A son to his mom: ‘You’re OK. The court said it was OK.’

The World
A supporter of the Affordable Care Act celebrates last week after the Supreme Court upheld the law in a 6-3 vote. The Court upheld the nationwide availability of tax subsidies that are crucial to the law's implementation.

I called my mom after news broke that the Supreme Court had upheld Affordable Care Act subsidies.

“Did you hear the news about Obamacare?” I asked.

I could sense the panic in her voice. “No,” she replied in Spanish. “¿Que paso? What happened?”

“Don’t worry,” I reassured her in Spanish. “You’re OK. The court said it was OK.” Perhaps an oversimplified response, but it was exactly what she needed to hear at the moment.

“Thank God,” she replied in relief. “Thank God.”

My mother is one of the millions of Americans who receive subsidies to make private insurance more affordable. She’s also one of the millions of Americans who would have lost their insurance had the Supreme Court ruled in a very different way.

For most of her life in the United States, my mom was uninsured. Born in Mexico, she received her green card in 1986, and has worked as a housekeeper for nearly 25 years. While she was able to raise our family on her modest income, the exorbitant costs of private health insurance made enrollment a financial impossibility for her.

That is, until the implementation of the Affordable Care Act.

Thanks to the subsidy that the Supreme Court upheld today, she was able to shop and enroll in a good, affordable plan. She can get her high blood pressure medication, her physicals, and the mammograms she requires regularly following a breast cancer scare some years ago.

But what she gets most all — and perhaps most importantly — is peace of mind.

When you clean houses for a living, it can be very easy to fall or face some other devastating injury. And my mother has never been able to afford a vacation, much less an emergency room visit that would cost her thousands of dollars in medical bills.

For her, that subsidy might as well have been sent down from God.

As we were talking on the phone, I asked her how she felt about today’s court decision. It turned out that as we were talking, she was actually on her way to mail the $33 premium she pays diligently every single month.

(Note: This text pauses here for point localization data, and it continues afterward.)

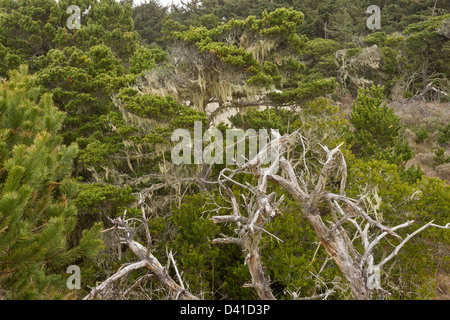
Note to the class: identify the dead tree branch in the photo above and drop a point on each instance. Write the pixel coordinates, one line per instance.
(357, 265)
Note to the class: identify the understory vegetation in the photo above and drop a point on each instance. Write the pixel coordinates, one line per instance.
(87, 175)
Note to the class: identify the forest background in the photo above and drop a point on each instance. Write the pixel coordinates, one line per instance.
(86, 117)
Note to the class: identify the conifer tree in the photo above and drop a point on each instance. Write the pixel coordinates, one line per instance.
(37, 212)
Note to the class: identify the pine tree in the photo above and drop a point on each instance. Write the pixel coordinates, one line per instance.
(37, 211)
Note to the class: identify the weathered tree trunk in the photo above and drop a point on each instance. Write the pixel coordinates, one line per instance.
(337, 249)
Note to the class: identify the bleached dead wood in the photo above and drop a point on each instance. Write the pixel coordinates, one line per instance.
(355, 262)
(146, 260)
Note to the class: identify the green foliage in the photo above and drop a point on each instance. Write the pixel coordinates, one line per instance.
(376, 128)
(146, 58)
(439, 157)
(444, 135)
(37, 211)
(422, 134)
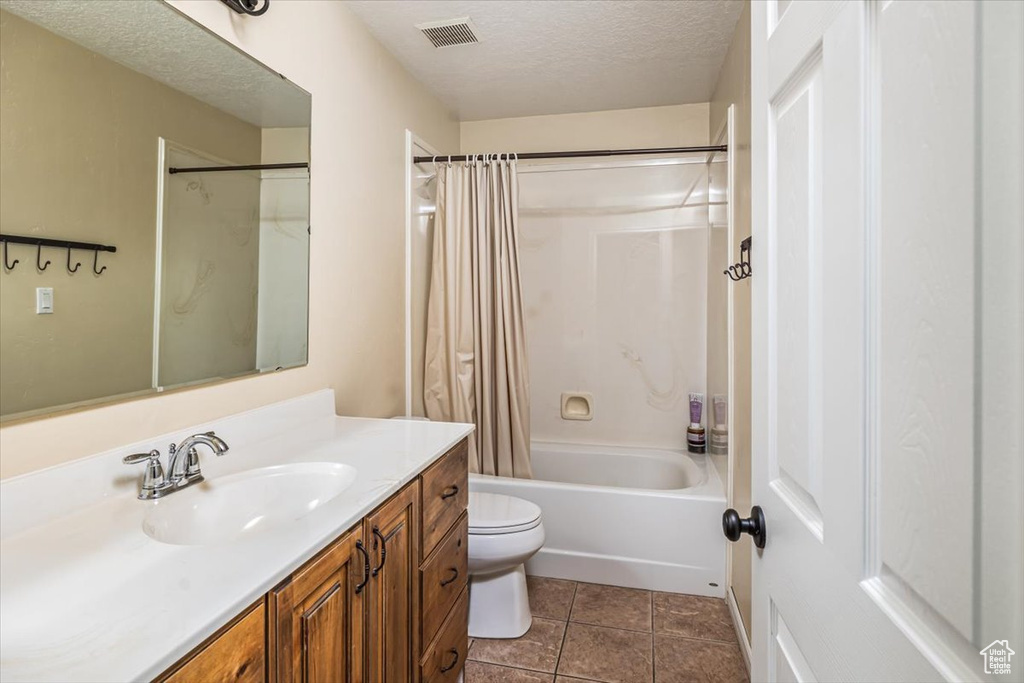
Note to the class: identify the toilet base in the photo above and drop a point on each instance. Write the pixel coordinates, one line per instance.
(499, 606)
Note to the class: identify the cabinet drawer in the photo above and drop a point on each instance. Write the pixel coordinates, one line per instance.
(444, 659)
(442, 578)
(236, 654)
(445, 495)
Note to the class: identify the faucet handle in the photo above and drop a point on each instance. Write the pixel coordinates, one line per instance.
(153, 481)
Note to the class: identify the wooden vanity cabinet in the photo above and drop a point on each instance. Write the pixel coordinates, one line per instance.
(444, 567)
(392, 600)
(316, 617)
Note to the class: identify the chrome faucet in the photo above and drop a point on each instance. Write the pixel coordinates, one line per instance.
(182, 465)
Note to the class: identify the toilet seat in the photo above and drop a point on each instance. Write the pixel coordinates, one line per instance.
(496, 514)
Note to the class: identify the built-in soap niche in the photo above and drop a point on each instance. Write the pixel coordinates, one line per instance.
(578, 406)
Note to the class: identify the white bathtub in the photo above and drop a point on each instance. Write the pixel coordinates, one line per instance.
(636, 517)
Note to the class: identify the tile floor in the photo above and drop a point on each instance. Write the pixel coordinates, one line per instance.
(588, 632)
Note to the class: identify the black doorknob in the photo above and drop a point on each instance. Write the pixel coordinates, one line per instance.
(733, 525)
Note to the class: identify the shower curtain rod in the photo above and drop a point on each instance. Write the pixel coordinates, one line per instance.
(581, 154)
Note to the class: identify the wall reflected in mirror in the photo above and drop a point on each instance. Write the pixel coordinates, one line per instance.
(99, 100)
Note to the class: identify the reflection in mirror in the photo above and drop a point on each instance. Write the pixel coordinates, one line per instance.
(117, 120)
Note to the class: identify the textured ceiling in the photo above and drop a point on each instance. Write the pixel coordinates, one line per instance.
(154, 39)
(557, 56)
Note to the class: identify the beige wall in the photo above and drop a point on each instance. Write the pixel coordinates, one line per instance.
(79, 161)
(648, 127)
(734, 88)
(363, 100)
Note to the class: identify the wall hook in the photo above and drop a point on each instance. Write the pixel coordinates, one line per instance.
(71, 269)
(742, 269)
(251, 7)
(8, 266)
(39, 254)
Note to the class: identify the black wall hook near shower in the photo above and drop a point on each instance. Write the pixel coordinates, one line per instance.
(251, 7)
(6, 264)
(742, 269)
(45, 243)
(733, 525)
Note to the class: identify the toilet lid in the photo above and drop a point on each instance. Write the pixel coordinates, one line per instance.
(495, 513)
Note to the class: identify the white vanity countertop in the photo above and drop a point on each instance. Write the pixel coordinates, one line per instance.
(85, 595)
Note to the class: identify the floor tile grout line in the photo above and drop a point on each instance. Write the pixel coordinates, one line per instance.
(605, 626)
(565, 633)
(699, 639)
(653, 652)
(508, 666)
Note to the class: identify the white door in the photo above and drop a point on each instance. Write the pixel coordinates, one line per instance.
(887, 337)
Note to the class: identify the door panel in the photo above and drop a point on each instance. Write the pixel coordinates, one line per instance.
(325, 633)
(315, 631)
(870, 321)
(925, 343)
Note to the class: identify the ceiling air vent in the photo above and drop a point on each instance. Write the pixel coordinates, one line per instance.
(450, 32)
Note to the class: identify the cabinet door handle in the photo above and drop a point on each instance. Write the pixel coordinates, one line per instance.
(455, 660)
(378, 535)
(366, 566)
(455, 574)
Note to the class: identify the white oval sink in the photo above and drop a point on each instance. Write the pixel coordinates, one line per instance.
(244, 504)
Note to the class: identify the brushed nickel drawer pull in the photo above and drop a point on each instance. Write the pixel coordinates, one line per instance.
(455, 574)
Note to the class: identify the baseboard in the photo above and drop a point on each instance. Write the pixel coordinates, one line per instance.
(737, 624)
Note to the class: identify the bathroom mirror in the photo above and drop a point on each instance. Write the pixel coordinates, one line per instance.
(126, 270)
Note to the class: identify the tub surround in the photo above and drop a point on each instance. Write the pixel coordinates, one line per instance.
(86, 595)
(632, 517)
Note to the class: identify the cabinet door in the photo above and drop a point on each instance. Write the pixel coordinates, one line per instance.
(392, 631)
(316, 616)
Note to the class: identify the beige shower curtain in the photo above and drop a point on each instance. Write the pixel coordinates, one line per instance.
(475, 366)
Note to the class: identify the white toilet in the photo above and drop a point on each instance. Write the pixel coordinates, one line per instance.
(504, 532)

“I’m so relieved,” she said in Spanish. “So many people need the help. I don’t know what I would do without the help. What would they all do? I’m praying for the President. I always do.”

I know many other Latino parents are very happy, too. Since 2013, 2.6 million Latinos have enrolled in Obamacare. But while we make up about 17 percent of the general population, we are also the largest uninsured group in the nation.

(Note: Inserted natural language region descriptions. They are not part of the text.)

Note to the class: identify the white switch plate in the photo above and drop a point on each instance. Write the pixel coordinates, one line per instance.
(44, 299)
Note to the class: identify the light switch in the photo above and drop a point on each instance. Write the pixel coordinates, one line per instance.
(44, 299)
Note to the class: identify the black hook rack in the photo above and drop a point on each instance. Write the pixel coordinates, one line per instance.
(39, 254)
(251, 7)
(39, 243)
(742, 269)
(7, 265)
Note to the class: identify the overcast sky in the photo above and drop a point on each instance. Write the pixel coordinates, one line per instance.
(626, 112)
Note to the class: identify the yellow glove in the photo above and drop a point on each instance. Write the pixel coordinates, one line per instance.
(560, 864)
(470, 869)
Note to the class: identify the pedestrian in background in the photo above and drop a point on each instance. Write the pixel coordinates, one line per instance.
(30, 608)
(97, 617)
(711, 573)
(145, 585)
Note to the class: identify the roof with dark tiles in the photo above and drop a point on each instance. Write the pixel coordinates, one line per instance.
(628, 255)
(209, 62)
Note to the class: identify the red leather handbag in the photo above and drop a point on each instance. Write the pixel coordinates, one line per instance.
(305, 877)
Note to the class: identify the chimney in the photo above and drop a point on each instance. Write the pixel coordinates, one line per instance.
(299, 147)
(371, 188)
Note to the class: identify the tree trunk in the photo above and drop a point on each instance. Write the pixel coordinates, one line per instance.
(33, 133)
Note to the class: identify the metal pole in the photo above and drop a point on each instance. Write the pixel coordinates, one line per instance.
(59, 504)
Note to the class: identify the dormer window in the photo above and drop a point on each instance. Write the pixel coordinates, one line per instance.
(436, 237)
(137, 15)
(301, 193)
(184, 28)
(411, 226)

The numbers for immigrants are even worse. A Pew study found “that foreign-born adult Latinos are twice as likely to be uninsured as U.S.-born Latinos.” Another report found that many legal immigrants — like my mom — may not enroll out of fear of exposing an undocumented family member to deportation.

The Obama Administration has tried to reassure legal immigrants that no enrollment information will be used to target undocumented immigrants, but the Administration's record two million deportations have left families nervous.

Simply put, these immigrants ignore their own well-being out of concern for their families. And when our community is more likely to suffer from chronic illnesses, diabetes, and obesity, that kind of personal neglect is just unacceptable.

With the Affordable Care Act secure for our Latino and immigrant families, there are more things we must do to increase enrollment rates in our community. Outreach about enrollment and subsidies must be a priority — in one survey, 25 percent of [Latino] respondents said they had heard or read nothing at all about health care exchanges.

The enrollment process is available in Spanish, but many may not know that. And, for technologically-challenged folks like my mom, knowledge about in-person, Spanish-language assistance can make all the difference between signing up or throwing your hands up in frustration.

As I ended my conversation with my mom, I wanted to be sure that her fears about her insurance had been calmed. “Are you OK?” I asked.

“I am.” She paused for a moment. “You forgot to call me last week,” she said.

She was fine.

Gabe Ortiz is a San Francisco-based writer who focuses on immigration. He spoke with Marco Werman on PRI's The World on what last week's rulling means to him and his family.